In those hours when he was weak with suffering, torn alive away from life, devoid of human
egoism, he saw the victims of men, the field of battle in which man triumphed in the bloody
slaughter of all other creatures: and his heart was filled with pity and horror. Even in the days
when he had been happy he had always loved the beasts: he had never been able to bear cruelty
towards them: he had always had a detestation of sport, which he had never dared to express for
fear of ridicule: but his feeling of repulsion had been the secret cause of the apparently
inexplicable feeling of dislike he had had for certain men: he had never been able to admit to his
friendship a man who could kill an animal for pleasure. It was not sentimentality: no one knew
better than he that life is based on suffering and infinite cruelty: no man can live without making
others suffer. It is no use closing our eyes and fobbing ourselves off with words. It is no use either
coming to the conclusion that we must renounce life and sniveling like children. No. We must kill
to live, if, at the time, there is no other means of living. But the man who kills for the sake of
killing is a miscreant. An unconscious miscreant, I know. But, all the same, a miscreant. The
continual endeavor of man should be to lessen the sum of suffering and cruelty: that is the first
duty of humanity.

In ordinary life those ideas remained buried in Christophe's inmost heart. He refused to think of
them. What was the good? What could he do? He had to be Christophe, he had to accomplish his
work, live at all costs, live at the cost of the weak. ... It was not he who had made the universe. . . .
Better not think of it, better not think of it. ...

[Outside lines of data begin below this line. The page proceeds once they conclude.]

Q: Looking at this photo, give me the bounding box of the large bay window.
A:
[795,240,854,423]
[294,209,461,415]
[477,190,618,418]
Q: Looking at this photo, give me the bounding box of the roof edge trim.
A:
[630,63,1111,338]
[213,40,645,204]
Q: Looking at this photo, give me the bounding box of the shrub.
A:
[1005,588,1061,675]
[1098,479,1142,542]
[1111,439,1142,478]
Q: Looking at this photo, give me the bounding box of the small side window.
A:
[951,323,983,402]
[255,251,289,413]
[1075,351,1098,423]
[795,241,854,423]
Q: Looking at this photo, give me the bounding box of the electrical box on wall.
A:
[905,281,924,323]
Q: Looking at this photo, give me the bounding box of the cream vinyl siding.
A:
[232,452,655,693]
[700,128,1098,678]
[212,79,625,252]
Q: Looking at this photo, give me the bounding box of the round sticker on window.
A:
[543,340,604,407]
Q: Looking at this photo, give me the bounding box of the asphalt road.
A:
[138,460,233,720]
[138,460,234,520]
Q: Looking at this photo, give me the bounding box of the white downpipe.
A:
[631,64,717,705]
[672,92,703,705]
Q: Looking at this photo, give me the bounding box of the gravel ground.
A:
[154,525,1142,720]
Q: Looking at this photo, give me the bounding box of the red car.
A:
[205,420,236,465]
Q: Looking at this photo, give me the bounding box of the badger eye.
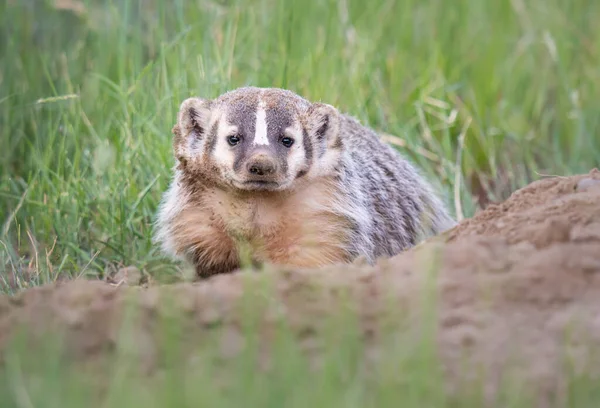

But when unhappiness had dragged him down, him, too, to the level of the vanquished, he had to
think of these things. Only a little while ago he had blamed Olivier for plunging into futile
remorse and vain compassion for all the wretchedness that men suffer and inflict. Now he went
even farther: with all the vehemence of his mighty nature he probed to the depths of the tragedy of
the universe: he suffered all the sufferings of the world, and was left raw and bleeding. He could
not think of the animals without shuddering in anguish. He looked into the eyes of the beasts and
saw there a soul like his own, a soul which could not speak: but the eyes cried for it:

"What have I done to you? Why do you hurt me?" He could not bear to see the most ordinary
sights that he had seen hundreds of times —a calf crying in a wicker pen, with its big, protruding
eyes, with their bluish whites and pink lids, and white lashes, its curly white tufts on its forehead,
its purple snout, its knock-kneed legs:—a lamb being carried by a peasant with its four legs tied
together, hanging head down, trying to hold its head up, moaning like a child, bleating and lolling
its gray tongue:—fowls huddled together in a basket:—the distant squeals of a pig being bled to
death:—a fish being cleaned on the kitchen-table. . . . The nameless tortures which men inflict on
such innocent creatures made his heart ache. Grant animals a ray of reason, imagine what a
frightful nightmare the world is to them: a dream of cold-blooded men, blind and deaf, cutting
their throats, slitting them open, gutting them, cutting them into pieces, cooking them alive,
sometimes laughing at them and their contortions as they writhe in agony. Is there anything more
atrocious among the cannibals of Africa? To a man whose mind is free there is something even
more intolerable in the sufferings of animals than in the sufferings of men. For with the latter it is
at least admitted that suffering is evil and that the man who causes it is a criminal. But thousands
of animals are uselessly butchered every day without a shadow of remorse. If any man were to
refer to it, he would be thought ridiculous.—And that is the unpardonable crime. That alone is the
justification of all that men may suffer. It cries vengeance upon God. If there exists a good God,
then even the most humble of living things must be saved. If God is good only to the strong, if
there is no justice for the weak and lowly, for the poor creatures who are offered up as a sacrifice
to humanity, then there is no such thing as goodness, no such thing as justice.